Our Parents’ Money

The 2012 Gerald Loeb Awards for Distinguished Business and Financial Journalism were announced earlier this week, and the winner in the personal finance category was the staff at Money magazine for their series on “Protecting Your Parents,” which focuses on how to help your parents manage their money when they begin to lose their bearings due to age, and how to make sure they don’t get scammed by sharks (i.e. people who invite seniors to a free dinner at a hotel, and then try to sell them poor investments).
My parents are amazing, because they came to this country with basically nothing, built a respectable middle class life for themselves, and sent three kids to college. This all came with a price, and I didn’t know what that price was until I sat down with my mom one day and just asked her point blank how she and my dad were keeping it together.
How much did they still owe on their mortgage? How much credit card debt did they have? How much did my dad have in his retirement account? When do they imagine that they’ll be able to stop working some day (my parents are both in their 50s)?

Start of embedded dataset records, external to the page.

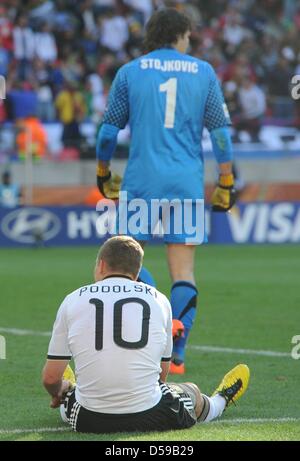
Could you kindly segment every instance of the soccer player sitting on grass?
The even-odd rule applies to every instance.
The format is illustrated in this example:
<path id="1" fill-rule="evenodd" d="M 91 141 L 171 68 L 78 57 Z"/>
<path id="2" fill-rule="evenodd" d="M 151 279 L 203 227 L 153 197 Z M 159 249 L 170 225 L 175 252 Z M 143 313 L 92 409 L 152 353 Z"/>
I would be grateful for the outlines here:
<path id="1" fill-rule="evenodd" d="M 246 365 L 227 373 L 211 397 L 193 383 L 167 383 L 171 306 L 154 287 L 136 281 L 143 253 L 131 237 L 107 240 L 95 283 L 69 294 L 59 308 L 43 384 L 51 407 L 60 407 L 77 432 L 188 428 L 221 416 L 247 389 Z"/>
<path id="2" fill-rule="evenodd" d="M 147 223 L 140 226 L 143 231 L 132 232 L 129 227 L 119 230 L 142 246 L 152 239 L 154 200 L 173 204 L 189 200 L 193 222 L 200 221 L 204 227 L 204 218 L 197 208 L 204 198 L 204 127 L 210 132 L 220 173 L 212 197 L 213 210 L 226 212 L 235 202 L 230 117 L 213 68 L 186 54 L 190 33 L 189 19 L 175 9 L 154 13 L 146 27 L 148 54 L 119 69 L 97 138 L 97 184 L 102 194 L 117 199 L 121 186 L 127 193 L 128 209 L 134 199 L 143 199 L 148 205 Z M 121 185 L 120 178 L 111 174 L 109 162 L 118 132 L 127 123 L 131 144 Z M 120 209 L 121 205 L 126 203 L 121 201 Z M 182 217 L 178 218 L 172 208 L 168 216 L 162 209 L 160 219 L 173 284 L 173 318 L 184 325 L 184 335 L 174 343 L 170 372 L 183 374 L 186 343 L 197 307 L 195 249 L 203 238 L 186 230 L 186 219 L 182 231 L 176 231 L 182 225 Z M 139 278 L 149 283 L 144 270 Z"/>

It was both an easy and difficult discussion to have (and continues to be). I braced myself for the numbers because I understood what those numbers would mean for me, their son, who would probably support them in their old age (it’s a cultural thing, as previously discussed), because that’s how things have been done in my family for generations.
But having everything out in the open has been a great thing because it means I get to plan ahead for them, rather than have a bunch of surprises hit me all at once when I’m in my 40s and financially deep in whatever life I’ll be living then.